We are capable of deploying production many times per day, and like to deploy at least once per day.
When any of our development team is happy with what is on dev and ready to deploy to production, they have only to follow these steps:
- Check the deployment pipeline to make sure the latest master branch build was a success.
- Add a properly formatted git tag (e.g. 2017-02-28.1) to the latest master commit, and push that to the
prod
branch.- This can all be accomplished automatically by running
bin/tag-release.sh --push
from the project.
- This can all be accomplished automatically by running
Once this is done, Jenkins will notice that a change has been made to the prod
branch that has been appropriately tagged,
and will start its deployment process:
- Build the necessary docker images
- Test said docker images
- Python unit tests
- Selenium-based smoke tests run against the app running locally
- Push docker images to public docker hub and our private registries
- Tell Deis to deploy the new docker images to the staging app in our Oregon AWS cluster
- Run our integration test suite against the staging instance in Oregon
- Our full selenium test suite run against multiple browsers (Firefox, Chrome, IE, etc.) in Saucelabs.
- Repeat steps 4 and 5 for prod in Oregon, then for stage then prod in Ireland.
If any testing phase fails we are notified in IRC and the deployment is halted. The whole process usually takes around an hour.
A deployment to our dev instance is very similar to our production deployment (above).
The primary differences are that it happens on every push to master
, and fewer integration tests are run against the deployed app.
Our dev instance is also slightly different in that the DEV
setting is set to True
, which primarily means that a development
version of our localization files is used so that localizers have a stable site from which to view their work-in-progress, and
all feature switches are on by default.
Environments
Our server infrastructure is based on AWS EC2 running CoreOS instances in a Deis v1 cluster. Those words may not mean much to you if you’re not into server ops, but it basically means that we use Amazon’s cloud computing resources to manage our servers, and Deis is a FOSS Heroku clone that allows us a developer friendly deployment flow. We hope to soon move to Deis v2 on top of Kubernetes while staying at AWS, but for now v1 is what we’re using.
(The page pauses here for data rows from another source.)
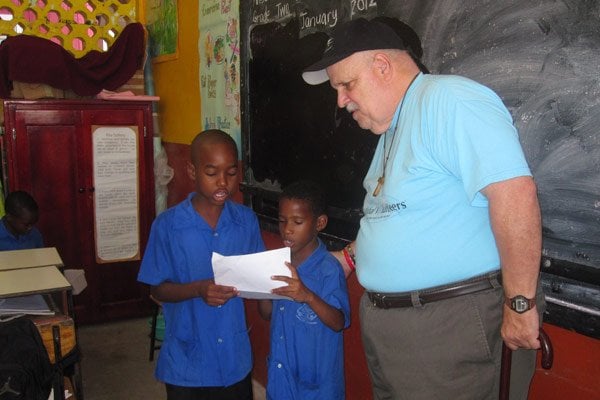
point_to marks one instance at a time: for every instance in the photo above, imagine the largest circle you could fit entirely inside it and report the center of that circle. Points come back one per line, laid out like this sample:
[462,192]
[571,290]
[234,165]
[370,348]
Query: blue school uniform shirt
[203,345]
[307,358]
[30,240]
We have three primary instances of the site: Dev, Stage, and Prod. They are all comprised of deployments in our 2 primary Deis clusters in Oregon (US) and Ireland (AWS us-west-2 and eu-west-1 regions respectively).
- Dev: https://www-dev.allizom.org/. Deployed on every commit to our
master
branch. - Stage: https://www.allizom.org/. Deployed and tested on every tagged commit to our
prod
branch. - Prod: https://www.mozilla.org/. Deployed and tested on every tagged commit to our
prod
branch.
The primary domain for both stage and prod points to our CDN provider, which in turn points to another domain hosted in AWS Route53. This domain uses latency-based routing to send clients to the fastest servers from their location. So each node at the CDN should get routed to the closest server cluster to it. This also means that we get automatic fail-over in case one cluster goes down or starts throwing errors.
Conclusion
Whew! That’s a lot of information to take in. With any luck, our example page would now be magically deployed in production after going through the pipeline. Our process for deployment may sound a bit complicated, and that’s because it is. The reason we’ve built this kind of automation is so we can remove as many manual steps as possible, saving us time and also helping us to deploy with greater speed and confidence.